The whirlwind, that is. The interesting truth about this port is that Bush own tactics are what's biting him on this issue. As Jess points out the Dubai owned company would not be handling security. That would continue to be handled by the coast guard and other US government people. They would be handling 'operations,' i.e. loading and unloading ships in the ports. You can also make the case that we should engage, and not shut out, Middle Eastern countries. These are good but subtle points. But Bush has spent the last four year sucking all the subtle distinctions out the debate over terrorism. Up till now Bush has considered everything other than the harshest of measure to be soft on terrorism. Any call for restraint with regard to civil liberties, torture, diplomacy, or really dumb military invasions has been branded appeasement and cowards that will kill us all. So now that Bush is trying to argue for a subtle, less harsh policy, all his supporters are breaking with him. From Daily Kos:
After years of pumping their fawning admirers full of terror and working as hard as they can to blur the distinction between regimes in the Middle East that had nothing to do with 9/11 and the people who did, the Bush Administration shouldn't be surprised that their supporters are unwilling or unable to objectively whip out the analytical razor-blade and expertly split hairs between a nation with direct links to 9/11 and Al Qaeda, and a company owned by that nation's government.
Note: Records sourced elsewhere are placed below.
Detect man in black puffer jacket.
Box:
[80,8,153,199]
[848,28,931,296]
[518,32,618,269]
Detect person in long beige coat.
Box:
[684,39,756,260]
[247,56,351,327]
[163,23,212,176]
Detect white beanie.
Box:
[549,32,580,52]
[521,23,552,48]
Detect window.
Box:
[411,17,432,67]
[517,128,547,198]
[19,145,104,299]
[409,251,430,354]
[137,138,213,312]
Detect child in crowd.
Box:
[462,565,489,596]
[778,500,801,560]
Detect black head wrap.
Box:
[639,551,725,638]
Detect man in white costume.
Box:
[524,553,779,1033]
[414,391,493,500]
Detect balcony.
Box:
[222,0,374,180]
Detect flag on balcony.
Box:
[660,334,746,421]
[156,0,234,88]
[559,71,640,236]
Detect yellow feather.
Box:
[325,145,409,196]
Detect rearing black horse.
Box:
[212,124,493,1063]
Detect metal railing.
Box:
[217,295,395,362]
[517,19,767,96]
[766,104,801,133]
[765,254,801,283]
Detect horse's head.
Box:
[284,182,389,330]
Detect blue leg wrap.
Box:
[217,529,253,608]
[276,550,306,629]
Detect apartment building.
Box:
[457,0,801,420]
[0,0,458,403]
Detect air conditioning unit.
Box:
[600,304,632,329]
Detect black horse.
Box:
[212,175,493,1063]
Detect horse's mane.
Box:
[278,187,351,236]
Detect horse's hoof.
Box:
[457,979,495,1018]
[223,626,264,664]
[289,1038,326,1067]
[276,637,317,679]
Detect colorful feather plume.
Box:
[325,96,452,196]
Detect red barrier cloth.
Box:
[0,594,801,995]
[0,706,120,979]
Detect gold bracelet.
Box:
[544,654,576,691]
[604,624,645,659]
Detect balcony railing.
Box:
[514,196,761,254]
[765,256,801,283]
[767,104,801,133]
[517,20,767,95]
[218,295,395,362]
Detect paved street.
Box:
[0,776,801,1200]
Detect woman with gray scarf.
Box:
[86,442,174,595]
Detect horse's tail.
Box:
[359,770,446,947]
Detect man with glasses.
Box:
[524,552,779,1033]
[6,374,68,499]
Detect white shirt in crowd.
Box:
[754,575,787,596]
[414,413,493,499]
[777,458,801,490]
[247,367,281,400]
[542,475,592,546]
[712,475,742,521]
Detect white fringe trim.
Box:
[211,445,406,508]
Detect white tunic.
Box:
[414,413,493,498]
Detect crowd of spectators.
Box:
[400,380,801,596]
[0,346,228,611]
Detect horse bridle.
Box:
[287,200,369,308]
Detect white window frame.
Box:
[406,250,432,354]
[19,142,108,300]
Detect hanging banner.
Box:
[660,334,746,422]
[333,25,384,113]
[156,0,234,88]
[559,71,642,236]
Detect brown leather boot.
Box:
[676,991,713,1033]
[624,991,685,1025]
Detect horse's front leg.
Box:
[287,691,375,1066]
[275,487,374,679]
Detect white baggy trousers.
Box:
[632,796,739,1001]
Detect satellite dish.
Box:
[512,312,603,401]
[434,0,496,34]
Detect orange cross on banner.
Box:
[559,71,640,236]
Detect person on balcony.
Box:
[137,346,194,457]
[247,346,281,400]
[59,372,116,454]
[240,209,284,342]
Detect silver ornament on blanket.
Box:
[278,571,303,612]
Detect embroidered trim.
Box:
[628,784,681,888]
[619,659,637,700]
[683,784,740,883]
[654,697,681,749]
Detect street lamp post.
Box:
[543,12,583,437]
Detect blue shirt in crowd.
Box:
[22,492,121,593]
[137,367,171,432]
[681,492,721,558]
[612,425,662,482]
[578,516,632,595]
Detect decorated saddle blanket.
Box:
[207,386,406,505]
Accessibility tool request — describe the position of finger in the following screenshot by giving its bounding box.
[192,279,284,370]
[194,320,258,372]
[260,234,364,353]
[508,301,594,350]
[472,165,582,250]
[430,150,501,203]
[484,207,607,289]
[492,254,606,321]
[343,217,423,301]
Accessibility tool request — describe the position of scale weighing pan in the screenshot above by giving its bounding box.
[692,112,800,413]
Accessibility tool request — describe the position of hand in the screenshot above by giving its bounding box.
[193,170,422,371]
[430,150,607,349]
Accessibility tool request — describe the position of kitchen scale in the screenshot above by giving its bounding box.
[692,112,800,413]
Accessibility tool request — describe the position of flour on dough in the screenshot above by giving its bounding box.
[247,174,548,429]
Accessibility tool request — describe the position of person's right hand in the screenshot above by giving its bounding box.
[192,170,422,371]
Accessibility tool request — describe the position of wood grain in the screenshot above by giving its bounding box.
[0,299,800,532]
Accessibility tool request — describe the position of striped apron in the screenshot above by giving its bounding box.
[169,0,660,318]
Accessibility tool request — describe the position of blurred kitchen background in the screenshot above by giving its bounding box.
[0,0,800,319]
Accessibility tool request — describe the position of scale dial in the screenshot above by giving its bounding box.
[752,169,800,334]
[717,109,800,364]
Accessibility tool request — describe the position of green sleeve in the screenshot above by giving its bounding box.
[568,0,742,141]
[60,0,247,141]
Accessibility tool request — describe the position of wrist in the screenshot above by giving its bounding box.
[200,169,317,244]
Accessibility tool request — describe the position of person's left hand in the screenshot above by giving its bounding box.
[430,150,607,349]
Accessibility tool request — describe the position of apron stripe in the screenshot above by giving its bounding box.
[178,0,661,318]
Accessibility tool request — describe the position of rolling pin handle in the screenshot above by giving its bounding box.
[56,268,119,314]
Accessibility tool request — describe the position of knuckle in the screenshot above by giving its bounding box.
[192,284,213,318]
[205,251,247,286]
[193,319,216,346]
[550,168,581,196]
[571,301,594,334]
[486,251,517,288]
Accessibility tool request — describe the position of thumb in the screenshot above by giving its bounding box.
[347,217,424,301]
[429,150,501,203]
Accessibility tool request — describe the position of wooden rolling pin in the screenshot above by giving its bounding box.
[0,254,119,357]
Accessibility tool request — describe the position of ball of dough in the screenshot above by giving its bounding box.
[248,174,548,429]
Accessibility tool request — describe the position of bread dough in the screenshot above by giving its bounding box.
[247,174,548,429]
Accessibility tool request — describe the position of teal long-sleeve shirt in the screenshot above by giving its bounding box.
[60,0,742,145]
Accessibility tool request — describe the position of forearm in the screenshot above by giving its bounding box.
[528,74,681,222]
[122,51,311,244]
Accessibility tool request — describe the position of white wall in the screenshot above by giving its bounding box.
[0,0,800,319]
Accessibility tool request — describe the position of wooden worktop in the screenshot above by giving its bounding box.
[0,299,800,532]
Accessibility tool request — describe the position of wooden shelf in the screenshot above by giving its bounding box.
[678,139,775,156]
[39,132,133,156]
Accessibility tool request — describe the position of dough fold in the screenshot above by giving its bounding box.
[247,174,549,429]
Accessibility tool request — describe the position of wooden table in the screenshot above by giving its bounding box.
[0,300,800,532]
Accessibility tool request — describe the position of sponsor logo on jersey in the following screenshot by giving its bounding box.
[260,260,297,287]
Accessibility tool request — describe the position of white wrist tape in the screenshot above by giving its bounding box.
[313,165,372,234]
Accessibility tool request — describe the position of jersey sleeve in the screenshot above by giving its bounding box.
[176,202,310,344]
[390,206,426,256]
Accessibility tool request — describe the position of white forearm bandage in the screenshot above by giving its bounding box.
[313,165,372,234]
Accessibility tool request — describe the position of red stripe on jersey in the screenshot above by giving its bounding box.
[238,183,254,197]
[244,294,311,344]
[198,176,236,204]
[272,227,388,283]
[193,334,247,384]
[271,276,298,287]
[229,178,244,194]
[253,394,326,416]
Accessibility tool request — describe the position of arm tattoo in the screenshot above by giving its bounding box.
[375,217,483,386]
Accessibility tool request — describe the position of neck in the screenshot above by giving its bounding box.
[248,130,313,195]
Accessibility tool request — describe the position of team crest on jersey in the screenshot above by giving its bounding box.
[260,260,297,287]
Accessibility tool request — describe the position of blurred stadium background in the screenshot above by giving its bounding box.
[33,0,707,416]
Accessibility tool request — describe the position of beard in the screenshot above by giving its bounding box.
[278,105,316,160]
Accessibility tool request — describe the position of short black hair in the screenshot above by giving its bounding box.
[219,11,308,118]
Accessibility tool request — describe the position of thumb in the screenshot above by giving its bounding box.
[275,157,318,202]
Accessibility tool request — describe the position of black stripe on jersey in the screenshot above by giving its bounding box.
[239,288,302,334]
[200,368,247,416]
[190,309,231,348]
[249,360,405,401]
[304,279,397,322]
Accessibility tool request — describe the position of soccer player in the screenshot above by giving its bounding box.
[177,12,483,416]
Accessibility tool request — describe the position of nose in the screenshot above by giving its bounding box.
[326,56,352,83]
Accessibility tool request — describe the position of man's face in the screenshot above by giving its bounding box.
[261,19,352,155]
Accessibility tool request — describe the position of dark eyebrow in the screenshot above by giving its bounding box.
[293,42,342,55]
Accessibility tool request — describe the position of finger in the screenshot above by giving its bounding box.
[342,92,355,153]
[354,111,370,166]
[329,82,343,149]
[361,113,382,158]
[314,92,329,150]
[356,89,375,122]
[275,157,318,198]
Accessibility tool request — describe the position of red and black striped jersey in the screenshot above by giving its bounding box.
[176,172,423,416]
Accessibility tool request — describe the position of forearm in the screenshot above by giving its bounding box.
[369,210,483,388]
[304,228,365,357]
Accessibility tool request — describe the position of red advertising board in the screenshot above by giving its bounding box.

Faced with that self created dilemma, the comically feeble Bush Administration talking point is that the everyday terrorist sympathizer will think better of us if we help further enrich a handful of obscenely wealthy oil Sheiks? Here's an idea for improving our image in the Arab World: Stop torturing Muslims. But either way, it's doubtful the zombie mob that Bush and Rove have spent the last five years shocking back to life care what the citizens of Muslim nations think about the United States.